How to Protect Your CMS Site from Hacks Once and Forever
I've been an active member of the Drupal community for many years. We've learned a lot together and solved many technical problems. Even today I follow updates of our local community group and sometimes answer folks' questions.
Last week, one of our members asked for advice. He needed to protect 30 landing pages built with old versions of WordPress/Drupal and third-party plugins. The owner was not going to update the sites himself, but he wanted them to stay operational. The problem was that the sites got hacked regularly and it was a pain to clean them from the hacks. The sites were hosted on VPS and served with Nginx.

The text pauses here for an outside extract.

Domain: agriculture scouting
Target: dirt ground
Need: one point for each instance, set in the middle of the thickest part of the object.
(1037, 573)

Our community group brainstormed possible solutions, and I decided to share them along with my own thoughts in case a similar problem ever pops up for you.
Do your best to protect the site
- Disable registering new users if your CMS allows it and remove all unnecessary accounts. Ideally, only keep the admin account with a very complex password.

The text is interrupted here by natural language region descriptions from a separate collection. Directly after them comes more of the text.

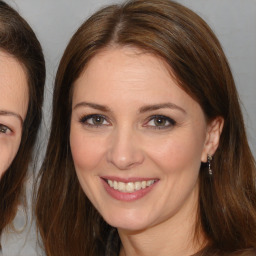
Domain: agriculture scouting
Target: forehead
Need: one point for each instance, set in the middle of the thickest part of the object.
(127, 72)
(13, 85)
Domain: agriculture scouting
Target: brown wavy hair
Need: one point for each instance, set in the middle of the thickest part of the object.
(18, 40)
(67, 221)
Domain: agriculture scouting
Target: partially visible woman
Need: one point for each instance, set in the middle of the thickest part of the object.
(148, 153)
(22, 77)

- Configure server/site firewall to prevent brute-forcing passwords. Limit the number of requests to the login url per short period of time.
- Protect your login URL with HTTP basic auth through your web server (Nginx) config.

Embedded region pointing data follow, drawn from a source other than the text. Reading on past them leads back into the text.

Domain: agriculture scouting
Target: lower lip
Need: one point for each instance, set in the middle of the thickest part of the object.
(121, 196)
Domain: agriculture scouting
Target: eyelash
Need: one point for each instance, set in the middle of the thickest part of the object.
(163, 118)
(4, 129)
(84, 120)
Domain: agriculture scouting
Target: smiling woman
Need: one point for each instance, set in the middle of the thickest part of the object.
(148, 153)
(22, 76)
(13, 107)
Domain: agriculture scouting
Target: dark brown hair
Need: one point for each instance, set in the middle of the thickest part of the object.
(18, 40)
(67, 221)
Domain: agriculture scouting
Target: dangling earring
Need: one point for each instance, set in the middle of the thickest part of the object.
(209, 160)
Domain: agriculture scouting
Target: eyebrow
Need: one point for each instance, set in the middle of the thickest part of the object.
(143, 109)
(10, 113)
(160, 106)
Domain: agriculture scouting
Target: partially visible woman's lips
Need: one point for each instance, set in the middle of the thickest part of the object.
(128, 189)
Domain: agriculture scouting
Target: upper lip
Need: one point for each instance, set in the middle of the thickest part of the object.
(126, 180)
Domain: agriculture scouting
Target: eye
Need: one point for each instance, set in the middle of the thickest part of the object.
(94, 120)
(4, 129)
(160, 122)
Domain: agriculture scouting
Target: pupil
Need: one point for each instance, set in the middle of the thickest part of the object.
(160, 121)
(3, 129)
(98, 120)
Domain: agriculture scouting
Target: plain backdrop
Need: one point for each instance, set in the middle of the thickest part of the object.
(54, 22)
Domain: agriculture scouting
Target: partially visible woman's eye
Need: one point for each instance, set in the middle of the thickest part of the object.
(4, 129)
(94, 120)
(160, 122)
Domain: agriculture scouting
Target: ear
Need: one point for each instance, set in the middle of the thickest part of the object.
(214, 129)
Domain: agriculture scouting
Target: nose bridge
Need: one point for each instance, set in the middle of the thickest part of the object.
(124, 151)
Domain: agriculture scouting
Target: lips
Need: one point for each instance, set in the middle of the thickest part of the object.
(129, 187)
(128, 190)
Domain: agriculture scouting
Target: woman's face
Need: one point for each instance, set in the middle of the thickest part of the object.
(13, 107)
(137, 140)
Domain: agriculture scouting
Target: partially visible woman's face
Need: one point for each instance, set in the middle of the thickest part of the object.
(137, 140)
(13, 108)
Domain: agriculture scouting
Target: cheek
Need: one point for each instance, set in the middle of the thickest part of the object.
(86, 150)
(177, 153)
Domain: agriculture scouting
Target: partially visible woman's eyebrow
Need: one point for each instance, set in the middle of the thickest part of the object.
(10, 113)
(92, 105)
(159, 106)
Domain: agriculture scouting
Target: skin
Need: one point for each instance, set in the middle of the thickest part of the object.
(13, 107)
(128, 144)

- Deny access to all PHP files except the CMS entry point (normally index.php) through web server config.
- Check your PHP settings. All eval-like functions should be denied.
- Your site database should not be accessible from the outside (localhost-only access).
- Every site should have its own database user with the access to that particular database only.
Make the site read-only
Make the site folder and database read-only except cache and contact form tables to which your site needs write access.
Make the site static
Export all site pages to static files (HTML/CSS/JS). There are plugins, tools and third-party services for that (more on it here).
Use a server snapshot to rollback regularly
Create a server snapshot when the site is in its clean state (not hacked) and rollback regularly, let's say, every night. This way any hacks are removed on the rollback.
Use third-party services for forms
If you have any forms that collect user-entered data in the site database (e.g. contact forms), replace them with a third-party services (e.g. Google Forms). The same is about email sending forms. It will prepare your site for switching to static or using the snapshot rollback option mentioned above.
If you know a better solution, please let me know in the comments below, so I could share it with the community.
A quick note from myself... I wouldn't recommend using CMS for every simple site if you're not sure you will be able to regularly maintain and update it. Instead, use site builder services or static site generators.